In 2025, CATL further solidified its leading global position. The company sold 661 GWh of lithium batteries over the year, a 39% annual increase. According to SNE Research, its market share for global power battery usage rose 1.2 percentage points to 39.2%, securing the top spot globally for the ninth consecutive year. Its share in overseas markets jumped to 30%. To date, its power batteries have been installed in over 24 million vehicles worldwide.

CATL also delivered a strong performance in the rapidly growing energy storage sector. SNE Research data indicates the company held a 30.4% share of global energy storage battery shipments in 2025, ranking first worldwide for five consecutive years, with approximately 2,300 cumulative projects globally.

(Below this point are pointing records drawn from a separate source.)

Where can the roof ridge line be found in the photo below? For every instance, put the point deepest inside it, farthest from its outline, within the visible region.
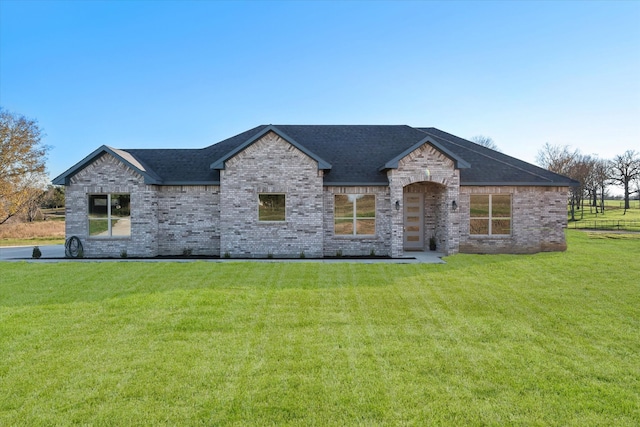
(490, 157)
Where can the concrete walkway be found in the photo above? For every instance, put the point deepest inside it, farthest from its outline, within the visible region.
(55, 253)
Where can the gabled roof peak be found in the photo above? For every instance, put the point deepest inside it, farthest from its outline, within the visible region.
(219, 163)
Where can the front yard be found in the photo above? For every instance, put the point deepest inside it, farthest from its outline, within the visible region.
(548, 339)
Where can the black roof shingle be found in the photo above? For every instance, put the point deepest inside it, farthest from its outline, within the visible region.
(357, 155)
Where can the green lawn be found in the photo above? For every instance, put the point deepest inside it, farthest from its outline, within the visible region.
(548, 339)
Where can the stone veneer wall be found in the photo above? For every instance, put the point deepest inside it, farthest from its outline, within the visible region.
(271, 165)
(358, 245)
(189, 219)
(413, 169)
(539, 217)
(108, 175)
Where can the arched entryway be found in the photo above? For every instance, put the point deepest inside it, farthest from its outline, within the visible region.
(425, 216)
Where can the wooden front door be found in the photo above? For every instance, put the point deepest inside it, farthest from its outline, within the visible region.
(414, 221)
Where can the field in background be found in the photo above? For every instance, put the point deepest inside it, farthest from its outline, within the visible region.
(613, 218)
(48, 232)
(546, 339)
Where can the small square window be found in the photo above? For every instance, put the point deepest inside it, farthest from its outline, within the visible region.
(355, 214)
(271, 207)
(109, 215)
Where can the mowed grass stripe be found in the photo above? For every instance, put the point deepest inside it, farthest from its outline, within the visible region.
(548, 339)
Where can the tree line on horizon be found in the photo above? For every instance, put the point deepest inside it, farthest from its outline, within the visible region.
(593, 174)
(24, 189)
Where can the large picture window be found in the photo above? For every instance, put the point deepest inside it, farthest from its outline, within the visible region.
(490, 214)
(109, 215)
(271, 207)
(355, 214)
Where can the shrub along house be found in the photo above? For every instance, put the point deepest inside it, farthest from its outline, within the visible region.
(319, 190)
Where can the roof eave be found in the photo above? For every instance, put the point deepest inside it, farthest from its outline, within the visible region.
(65, 177)
(518, 184)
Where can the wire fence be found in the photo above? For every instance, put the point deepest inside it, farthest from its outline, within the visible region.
(603, 224)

To meet robust global demand, CATL continues to expand its delivery capabilities. By 2025, the company boasted the world’s largest production capacity at 772 GWh, with another 321 GWh under construction at year-end. Construction on its Hungary plant and Indonesia battery industrial chain projects is proceeding steadily.

Gasgoo Take: CATL’s 2025 results show high profitability and market share, driven by a dual engine of power batteries and energy storage, further cementing its status as the global leader.

JCET Automotive Electronics’ Lingang factory officially enters production

According to the Shanghai International Group’s official account on March 10, JCET Automotive Electronics (Shanghai) Co., Ltd.—partially invested by the group—held a grand production launch ceremony in the Lingang Special Area. The event marks the official operation of China’s first professional chip packaging and testing facility dedicated to automotive electronics and robotics applications.

长电科技汽车电子临港工厂正式投产

Image Source: Shanghai International Group Official Account

The JCET Automotive Electronics project was established in the Lingang Special Area as a specialized automotive chip packaging and testing company, led by Jiangsu Changjiang Electronics Technology Co., Ltd. (JCET).

Previously, on December 31, 2025, JCET announced that its automotive-grade chip packaging and testing factory, JCET Automotive Electronics (Shanghai), had achieved equipment "power-on" as scheduled.

Positioned as an intelligent factory focused on automotive-grade chip packaging and testing, the facility is located in the Lingang Special Area and covers an area of 210 mu. The first phase includes 50,000 square meters of clean room space.

According to JCET, the project broke ground in August 2023. Following two years of intense construction and system commissioning—including the completion of the main structure, equipment installation, and successful process certification—the facility has now entered operation. Catering to the manufacturing needs of finished automotive-grade chips, the plant offers one-stop packaging and testing services, supporting customers through the entire process from product introduction and certification to mass production ramp-up.

Notably, the factory is equipped with industry-leading automated production lines, achieving full coverage of smart manufacturing and lean management. It has developed a globally leading integrated process for key automotive-grade chip packaging and testing steps. The facility also incorporates AI-assisted defect detection and a big data traceability system, creating a closed-loop quality and operations management framework that is traceable, analyzable, and optimizable.

Gasgoo Take: The launch of JCET Automotive Electronics’ Lingang factory fills a critical gap in automotive-grade chip packaging and testing capacity, aiding the move toward a self-reliant and upgraded automotive semiconductor supply chain.